Unnamed: 0,season,games,favored_games,avg_win_prob,favored_pct
0,2023-24,82,1,0.317044,0.012195
1,2024-25,82,2,0.338443,0.02439
2,2025-26,50,3,0.387873,0.06


### Plotting games favored by season

In [None]:
import altair as alt
import pandas as pd

title = "No Dice in San Jose"
subtitle = f"Average implied win probability since '23-24. Note: Vig is not removed."
footer = "Source: Moneyline.com | Graphic: @steodosescu"

combined_title = alt.TitleParams(
    text=title,
    subtitle=subtitle,
    anchor="middle",
    color="black",
    fontSize=20,
    subtitleColor="gray",
    subtitleFontSize=14,
)

# 1) Build stacked counts in long format
stack_df = summary.copy()
stack_df["not_favored_games"] = stack_df["games"] - stack_df["favored_games"]

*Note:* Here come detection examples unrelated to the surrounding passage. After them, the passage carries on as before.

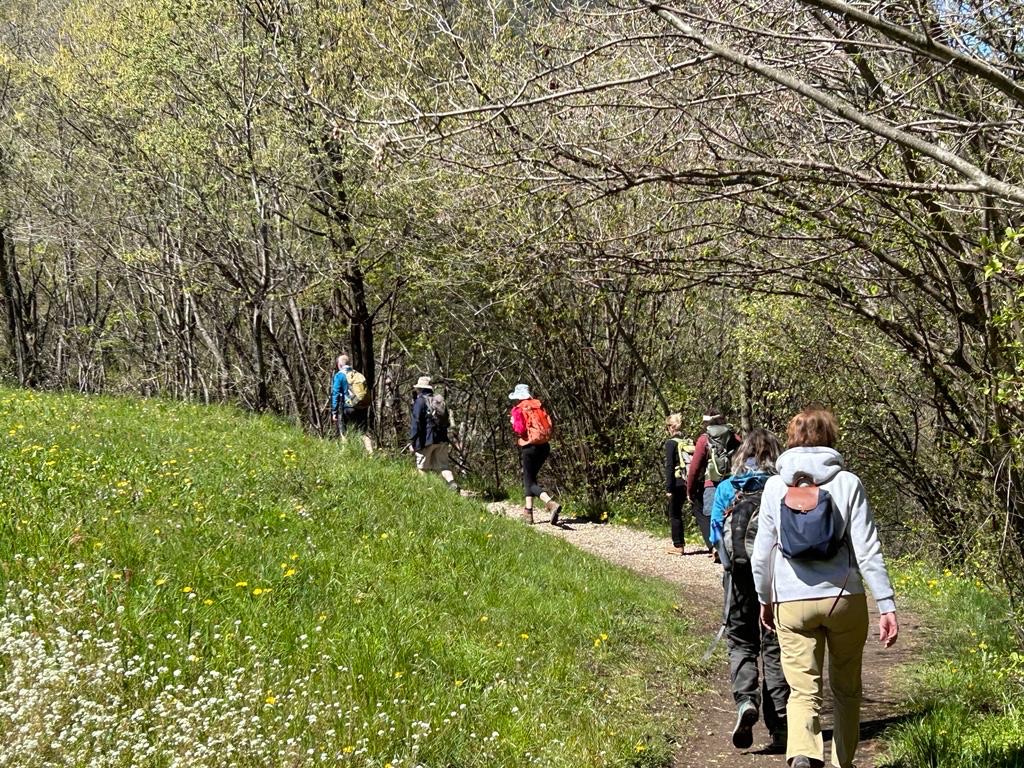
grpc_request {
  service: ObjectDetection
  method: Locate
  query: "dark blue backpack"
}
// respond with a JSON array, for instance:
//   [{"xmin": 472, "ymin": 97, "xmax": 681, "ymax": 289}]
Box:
[{"xmin": 778, "ymin": 481, "xmax": 846, "ymax": 560}]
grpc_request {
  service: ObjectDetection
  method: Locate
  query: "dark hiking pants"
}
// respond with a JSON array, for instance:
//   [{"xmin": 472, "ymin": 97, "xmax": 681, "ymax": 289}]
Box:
[
  {"xmin": 725, "ymin": 565, "xmax": 790, "ymax": 733},
  {"xmin": 519, "ymin": 442, "xmax": 551, "ymax": 496},
  {"xmin": 668, "ymin": 488, "xmax": 686, "ymax": 547}
]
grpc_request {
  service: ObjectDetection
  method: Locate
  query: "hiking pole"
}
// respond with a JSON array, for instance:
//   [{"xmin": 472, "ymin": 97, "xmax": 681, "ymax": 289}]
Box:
[{"xmin": 700, "ymin": 570, "xmax": 732, "ymax": 662}]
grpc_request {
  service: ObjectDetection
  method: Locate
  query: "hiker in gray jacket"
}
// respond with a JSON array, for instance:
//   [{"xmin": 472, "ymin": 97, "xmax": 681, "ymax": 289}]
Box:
[{"xmin": 751, "ymin": 409, "xmax": 899, "ymax": 768}]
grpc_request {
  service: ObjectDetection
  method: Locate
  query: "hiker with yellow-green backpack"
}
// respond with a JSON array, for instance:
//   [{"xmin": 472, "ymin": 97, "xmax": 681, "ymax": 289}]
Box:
[
  {"xmin": 664, "ymin": 414, "xmax": 694, "ymax": 555},
  {"xmin": 686, "ymin": 407, "xmax": 739, "ymax": 560}
]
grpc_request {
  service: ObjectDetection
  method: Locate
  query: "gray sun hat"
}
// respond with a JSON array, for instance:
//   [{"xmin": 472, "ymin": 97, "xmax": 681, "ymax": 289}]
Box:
[{"xmin": 509, "ymin": 384, "xmax": 534, "ymax": 400}]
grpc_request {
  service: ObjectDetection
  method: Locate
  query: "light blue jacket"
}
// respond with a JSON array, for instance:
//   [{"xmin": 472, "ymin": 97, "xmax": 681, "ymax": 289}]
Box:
[
  {"xmin": 331, "ymin": 366, "xmax": 352, "ymax": 414},
  {"xmin": 711, "ymin": 459, "xmax": 771, "ymax": 545}
]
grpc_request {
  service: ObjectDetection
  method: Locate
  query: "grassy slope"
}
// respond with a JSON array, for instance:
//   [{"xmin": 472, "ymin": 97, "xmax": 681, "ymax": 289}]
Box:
[
  {"xmin": 885, "ymin": 564, "xmax": 1024, "ymax": 768},
  {"xmin": 0, "ymin": 390, "xmax": 699, "ymax": 768}
]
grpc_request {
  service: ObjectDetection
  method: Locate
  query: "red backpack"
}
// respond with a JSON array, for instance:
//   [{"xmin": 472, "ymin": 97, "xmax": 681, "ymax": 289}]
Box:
[{"xmin": 519, "ymin": 400, "xmax": 551, "ymax": 445}]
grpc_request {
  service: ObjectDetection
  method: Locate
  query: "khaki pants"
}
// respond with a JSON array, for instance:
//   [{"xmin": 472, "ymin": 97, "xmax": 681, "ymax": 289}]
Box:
[{"xmin": 775, "ymin": 595, "xmax": 867, "ymax": 768}]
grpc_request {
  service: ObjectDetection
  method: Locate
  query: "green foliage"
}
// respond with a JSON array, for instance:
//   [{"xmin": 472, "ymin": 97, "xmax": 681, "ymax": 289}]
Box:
[
  {"xmin": 0, "ymin": 390, "xmax": 698, "ymax": 768},
  {"xmin": 885, "ymin": 564, "xmax": 1024, "ymax": 768}
]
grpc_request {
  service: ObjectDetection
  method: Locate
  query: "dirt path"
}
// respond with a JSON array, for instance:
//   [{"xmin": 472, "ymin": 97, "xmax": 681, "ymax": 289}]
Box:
[{"xmin": 487, "ymin": 502, "xmax": 918, "ymax": 768}]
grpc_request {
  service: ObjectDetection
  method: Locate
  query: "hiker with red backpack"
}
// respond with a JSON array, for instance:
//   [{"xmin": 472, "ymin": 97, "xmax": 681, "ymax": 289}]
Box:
[
  {"xmin": 409, "ymin": 376, "xmax": 459, "ymax": 493},
  {"xmin": 711, "ymin": 429, "xmax": 790, "ymax": 751},
  {"xmin": 509, "ymin": 384, "xmax": 562, "ymax": 525},
  {"xmin": 751, "ymin": 408, "xmax": 899, "ymax": 768},
  {"xmin": 686, "ymin": 408, "xmax": 739, "ymax": 559}
]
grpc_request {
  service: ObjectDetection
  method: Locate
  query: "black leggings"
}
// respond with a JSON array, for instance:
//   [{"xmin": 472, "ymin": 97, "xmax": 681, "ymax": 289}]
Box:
[
  {"xmin": 668, "ymin": 486, "xmax": 686, "ymax": 547},
  {"xmin": 519, "ymin": 442, "xmax": 551, "ymax": 496}
]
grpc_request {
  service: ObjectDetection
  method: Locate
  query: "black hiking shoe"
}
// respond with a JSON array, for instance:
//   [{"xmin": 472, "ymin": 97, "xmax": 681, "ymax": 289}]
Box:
[{"xmin": 732, "ymin": 700, "xmax": 758, "ymax": 750}]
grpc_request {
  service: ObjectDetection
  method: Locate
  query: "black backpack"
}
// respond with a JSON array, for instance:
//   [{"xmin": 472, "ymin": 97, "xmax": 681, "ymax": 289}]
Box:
[
  {"xmin": 427, "ymin": 394, "xmax": 449, "ymax": 439},
  {"xmin": 722, "ymin": 488, "xmax": 763, "ymax": 570}
]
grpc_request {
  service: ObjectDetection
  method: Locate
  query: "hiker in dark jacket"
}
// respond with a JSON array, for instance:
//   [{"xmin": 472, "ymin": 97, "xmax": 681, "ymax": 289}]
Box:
[
  {"xmin": 711, "ymin": 429, "xmax": 790, "ymax": 751},
  {"xmin": 686, "ymin": 408, "xmax": 739, "ymax": 558},
  {"xmin": 409, "ymin": 376, "xmax": 459, "ymax": 490},
  {"xmin": 664, "ymin": 414, "xmax": 693, "ymax": 555}
]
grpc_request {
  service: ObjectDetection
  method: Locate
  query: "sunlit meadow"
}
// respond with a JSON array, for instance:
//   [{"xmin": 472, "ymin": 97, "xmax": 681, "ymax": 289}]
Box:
[{"xmin": 0, "ymin": 390, "xmax": 703, "ymax": 768}]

stack_long = stack_df.melt(
    id_vars=["season", "games", "avg_win_prob"],
    value_vars=["favored_games", "not_favored_games"],
    var_name="status",
    value_name="count"
)

stack_long["status"] = stack_long["status"].map({
    "favored_games": "Favored",
    "not_favored_games": "Not Favored"
})

# Ensure stack order: Favored on bottom, Not Favored on top
status_order = ["Favored", "Not Favored"]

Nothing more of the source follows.